Solar panel technology has made enormous progress in the last two decades, with silicon solar cells now reaching efficiencies of over 30%. However, this technology is nearing its limits, and new approaches are needed to increase efficiency further and reduce costs.
Tandem solar cells are a promising new technology that can convert more sunlight into electricity than conventional solar cells. They use two different materials to absorb energy from the sun, allowing them to capture a wider range of the solar spectrum.
Researchers have recently achieved a tandem solar cell efficiency of 33.7%, which is significantly higher than the efficiency of traditional silicon solar cells. This suggests that tandem solar cells have the potential to revolutionise the solar industry.
However, there is one major catch: current tandem solar cells rely on scarce materials such as silver and indium. This could limit the ability of manufacturers to ramp up production volumes in the future.
A major redesign of tandem solar cells is urgently needed to enable the exponential acceleration of solar deployment. This will require developing new tandem cell designs that use more abundant materials.

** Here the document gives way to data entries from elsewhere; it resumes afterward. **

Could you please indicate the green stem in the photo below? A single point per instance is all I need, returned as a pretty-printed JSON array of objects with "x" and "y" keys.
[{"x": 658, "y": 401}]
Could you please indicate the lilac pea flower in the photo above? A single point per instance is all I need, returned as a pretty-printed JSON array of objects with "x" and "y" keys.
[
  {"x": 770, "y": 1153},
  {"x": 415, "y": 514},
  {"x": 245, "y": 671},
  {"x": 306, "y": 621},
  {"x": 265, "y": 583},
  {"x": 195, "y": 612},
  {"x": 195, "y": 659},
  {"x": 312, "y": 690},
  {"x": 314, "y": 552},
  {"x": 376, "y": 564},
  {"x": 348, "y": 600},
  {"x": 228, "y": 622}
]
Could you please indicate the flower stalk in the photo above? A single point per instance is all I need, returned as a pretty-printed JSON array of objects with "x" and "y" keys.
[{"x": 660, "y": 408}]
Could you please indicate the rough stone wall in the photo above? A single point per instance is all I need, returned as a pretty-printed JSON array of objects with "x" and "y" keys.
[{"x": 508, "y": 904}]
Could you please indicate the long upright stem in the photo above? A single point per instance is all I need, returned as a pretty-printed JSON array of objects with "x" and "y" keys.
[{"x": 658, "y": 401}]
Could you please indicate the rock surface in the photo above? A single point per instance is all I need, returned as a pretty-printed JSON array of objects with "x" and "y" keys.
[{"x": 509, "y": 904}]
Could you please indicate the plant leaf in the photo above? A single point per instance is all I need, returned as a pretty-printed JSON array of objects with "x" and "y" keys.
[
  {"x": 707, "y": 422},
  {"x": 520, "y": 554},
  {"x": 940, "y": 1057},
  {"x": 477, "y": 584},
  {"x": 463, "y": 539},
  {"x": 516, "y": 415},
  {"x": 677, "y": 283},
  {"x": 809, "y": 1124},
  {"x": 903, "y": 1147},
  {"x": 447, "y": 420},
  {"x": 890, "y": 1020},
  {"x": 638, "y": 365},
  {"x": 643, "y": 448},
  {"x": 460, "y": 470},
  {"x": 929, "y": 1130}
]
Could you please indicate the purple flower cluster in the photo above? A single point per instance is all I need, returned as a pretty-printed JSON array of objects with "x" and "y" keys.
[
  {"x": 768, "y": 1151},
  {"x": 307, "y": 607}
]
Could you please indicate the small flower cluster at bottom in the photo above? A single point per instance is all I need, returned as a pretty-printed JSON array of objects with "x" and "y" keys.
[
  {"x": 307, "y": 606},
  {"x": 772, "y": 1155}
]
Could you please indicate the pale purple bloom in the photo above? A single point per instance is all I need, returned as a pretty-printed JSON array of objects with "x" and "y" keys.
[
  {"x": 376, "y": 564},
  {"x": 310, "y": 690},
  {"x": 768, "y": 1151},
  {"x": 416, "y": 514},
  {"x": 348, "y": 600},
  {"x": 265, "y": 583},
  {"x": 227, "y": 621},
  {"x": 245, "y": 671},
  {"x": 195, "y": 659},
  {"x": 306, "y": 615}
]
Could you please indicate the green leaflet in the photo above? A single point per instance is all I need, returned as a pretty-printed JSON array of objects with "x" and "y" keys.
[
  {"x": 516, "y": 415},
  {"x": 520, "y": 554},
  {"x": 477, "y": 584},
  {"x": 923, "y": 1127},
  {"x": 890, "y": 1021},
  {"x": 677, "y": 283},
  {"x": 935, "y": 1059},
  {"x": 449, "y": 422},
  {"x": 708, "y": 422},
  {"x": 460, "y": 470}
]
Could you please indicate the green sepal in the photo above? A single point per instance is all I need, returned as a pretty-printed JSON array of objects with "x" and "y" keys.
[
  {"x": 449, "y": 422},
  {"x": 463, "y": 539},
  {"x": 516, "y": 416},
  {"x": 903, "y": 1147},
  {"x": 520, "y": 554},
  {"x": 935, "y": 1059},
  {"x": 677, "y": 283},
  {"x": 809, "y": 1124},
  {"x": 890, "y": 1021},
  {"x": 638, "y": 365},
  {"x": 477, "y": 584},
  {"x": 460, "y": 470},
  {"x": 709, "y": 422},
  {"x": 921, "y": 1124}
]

Researchers are already working on this problem, and there is hope that new tandem solar cell technologies will emerge in the coming years. If this happens, tandem solar cells could help us to transition to a clean energy future much faster than we currently think possible.
In addition to the above, here are some other key points:
- Tandem solar cells are poised to overtake conventional silicon solar cells in the coming decades.
- A scarcity of materials such as silver and indium could limit the ability of manufacturers to ramp up production volumes of tandem solar cells.
- A major redesign of tandem solar cells is urgently needed to enable the exponential acceleration of solar deployment.
- Researchers are already developing new tandem cell designs that use more abundant materials.
- Tandem solar cells offer a promising way forward in the race to tackle climate change.